Given the critical accolades tossed at Josh Safdie and Timothee Chalamet’s film, it’s worth recalling, even a month later, the main reasons I labelled Marty Supreme “unwatchable.”
1. Marty’s character, which dominates the film, is so abhorrent any possibility of “enjoying” the movie evaporates. Yes, Chalamet does a remarkable acting job, presumably at Safdie’s direction, of making his character unlikeable. His selfishness is bad enough, but it his cruelty to others that is most repellent. (Should I overlook Marty’s ugliness and admire his creation as a work of art? Let me just note that I have the same test for paintings. I’ll take a Copley or Sargent or Velazquez portrait of a handsome man or beautiful women any day over someone plain or unattractive.)
2. The absurdity of Marty’s table tennis career.
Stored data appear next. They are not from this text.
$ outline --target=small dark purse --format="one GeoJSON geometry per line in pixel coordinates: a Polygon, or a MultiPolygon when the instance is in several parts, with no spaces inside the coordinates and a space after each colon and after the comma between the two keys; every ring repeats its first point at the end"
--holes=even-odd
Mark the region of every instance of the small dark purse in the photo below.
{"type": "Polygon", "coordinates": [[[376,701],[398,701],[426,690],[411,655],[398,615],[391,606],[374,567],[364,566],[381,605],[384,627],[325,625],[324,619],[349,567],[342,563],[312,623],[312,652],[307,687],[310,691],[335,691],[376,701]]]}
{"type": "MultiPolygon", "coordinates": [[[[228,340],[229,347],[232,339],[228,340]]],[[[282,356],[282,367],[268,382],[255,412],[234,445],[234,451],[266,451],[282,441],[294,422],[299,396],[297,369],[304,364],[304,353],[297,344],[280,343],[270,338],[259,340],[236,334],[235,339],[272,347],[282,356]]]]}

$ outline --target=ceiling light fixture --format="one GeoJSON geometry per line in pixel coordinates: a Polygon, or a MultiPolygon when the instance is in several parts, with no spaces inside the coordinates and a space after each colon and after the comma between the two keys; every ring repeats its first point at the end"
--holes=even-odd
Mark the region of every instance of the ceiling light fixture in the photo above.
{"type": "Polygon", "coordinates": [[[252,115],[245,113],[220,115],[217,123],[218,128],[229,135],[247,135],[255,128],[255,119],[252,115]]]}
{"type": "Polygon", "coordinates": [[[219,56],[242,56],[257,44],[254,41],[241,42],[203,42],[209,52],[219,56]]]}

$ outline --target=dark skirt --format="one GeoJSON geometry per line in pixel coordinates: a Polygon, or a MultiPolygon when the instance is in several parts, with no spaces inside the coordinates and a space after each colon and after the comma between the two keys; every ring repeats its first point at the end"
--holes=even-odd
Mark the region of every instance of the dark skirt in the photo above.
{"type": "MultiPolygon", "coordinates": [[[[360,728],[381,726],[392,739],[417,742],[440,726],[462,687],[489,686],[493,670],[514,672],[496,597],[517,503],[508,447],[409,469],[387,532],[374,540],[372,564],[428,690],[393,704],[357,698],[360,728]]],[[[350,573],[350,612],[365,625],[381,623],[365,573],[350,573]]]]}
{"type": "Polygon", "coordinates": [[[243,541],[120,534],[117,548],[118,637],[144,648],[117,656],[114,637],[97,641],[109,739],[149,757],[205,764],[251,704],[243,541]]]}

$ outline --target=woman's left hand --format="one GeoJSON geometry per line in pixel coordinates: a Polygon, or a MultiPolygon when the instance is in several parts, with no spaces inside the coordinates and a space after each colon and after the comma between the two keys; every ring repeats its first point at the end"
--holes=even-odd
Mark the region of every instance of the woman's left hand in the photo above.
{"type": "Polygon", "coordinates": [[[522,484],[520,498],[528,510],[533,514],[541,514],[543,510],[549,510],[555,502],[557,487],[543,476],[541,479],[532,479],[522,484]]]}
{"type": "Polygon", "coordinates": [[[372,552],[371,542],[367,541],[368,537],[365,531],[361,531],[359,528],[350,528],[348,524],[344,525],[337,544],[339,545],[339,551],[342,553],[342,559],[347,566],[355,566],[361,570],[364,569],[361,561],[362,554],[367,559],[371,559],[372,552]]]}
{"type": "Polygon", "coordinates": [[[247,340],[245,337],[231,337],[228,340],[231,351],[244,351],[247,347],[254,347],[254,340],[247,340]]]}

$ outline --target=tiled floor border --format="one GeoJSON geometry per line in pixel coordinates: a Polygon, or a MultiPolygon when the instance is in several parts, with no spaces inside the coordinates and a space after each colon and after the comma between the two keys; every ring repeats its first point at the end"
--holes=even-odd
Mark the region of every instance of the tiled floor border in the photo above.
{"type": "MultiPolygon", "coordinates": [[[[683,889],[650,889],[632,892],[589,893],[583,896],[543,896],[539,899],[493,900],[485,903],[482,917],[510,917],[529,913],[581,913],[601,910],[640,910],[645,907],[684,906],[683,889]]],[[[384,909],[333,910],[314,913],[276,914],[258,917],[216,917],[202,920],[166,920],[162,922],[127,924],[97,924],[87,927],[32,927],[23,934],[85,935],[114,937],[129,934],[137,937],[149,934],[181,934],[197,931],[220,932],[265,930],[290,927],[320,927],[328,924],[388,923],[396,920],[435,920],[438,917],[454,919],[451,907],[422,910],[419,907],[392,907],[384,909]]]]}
I suppose ping-pong doesn’t require the extreme conditioning of some other sports, but to be a world champion of anything one must be in good shape and practice hard and often. Marty’s irresponsible, not to say licentious and quasi-criminal, lifestyle, left no room for actually working on his game.
3. The table tennis itself. Having to film more than one match, the director seemed at a loss to differentiate the action, repeating over and over the same play of slam-and-race-across-the-room-to-retrieve. To my untrained eye, it also appeared that CGI was taking over the ball in flight.
4. To stick with the sport, Marty’s win over the Japanese champion was totally unsupported by the script. The film made a point of explaining that Marty’s loss to Endo at the British Open was due to a new kind of racket that Endo was using. And the loss was convincing. What had changed for the rematch? Marty hadn’t adopted the new racket, he was playing in Endo’s home country and he was either jet-lagged or hadn’t slept for 48 hours.
5. Then what about those orange ping-pong balls? The movie built this invention up to be a breakthrough, then it went nowhere.
6. Okay, let’s move on to Kay Stone. However tired of her marriage she is, are we to believe she would answer Marty’s cold call, then stay on the line with his rude manners, then come to his room for a quickie? And continue a relationship with nothing in it for her? Their relationship just made me squirm.
7.  Speaking of this relationship, the scene in Central Park was another head-scratcher. We learned that Safdie prides himself on using amateur non-actors; as good as Pico Iyer was in his role, the cops in the Park were embarrassingly bad. (I didn’t feel that way about Kevin O’Leary, but Siri thought him a terrible actor before knowing he wasn’t one.)
8. The dog subplot. This didn’t bother me as much as it did my friends with dogs, but it seemed to belong to another movie. What little sense it made dissipated when Marty and Rachel tried to pass off a dog that bore no resemblance to the canine in question.
9. The falling bathtub. Again, this belonged to a different movie, maybe one with the Three Stooges. It was also poorly set up by the landlord adjuring Marty not to take a shower, not a bath.
10. The ending. Were we supposed to believe that Marty has grown a heart because he coos over his newborn child? If so, it’s an undeserved ending. If not, why use it?
I’ve previously mentioned that I didn’t like any of the songs Safdie used (rare for a film), but I suppose that’s a matter of taste.

Nuremberg – 6

It’s tricky to make a modern historical drama where the viewer has his own context to compare. It doesn’t help when the American characters played by Michael Shannon and Remi Malek come across as clueless and incompetent, while Russell Crowe’s Hermann Goering is masterful and compelling. But the film seems populated by symbolic figures, not real people. Still, I wish the famous trial could have made some sense, historic or dramatic.

Housemaid – 7.8

A feminist fun-house frolic and frightfest, glued together by the acting chops of Sydney Sweeney. The story makes an inexplicable 180-degree pivot midstream, but I was enjoying myself so much I didn’t mind. It was a good time at the movies, not something to analyze.

La Grazia – 7.5

So Italian, as with every film by Paolo Sorrentino. The story compresses the last six months of a presidency into three actions, but it is the loneliness of old age that is the subject with the existential question, “who owns our days?” Beautifully acted and shot in a wide-screen format that surrounds every figure with the air of Rome.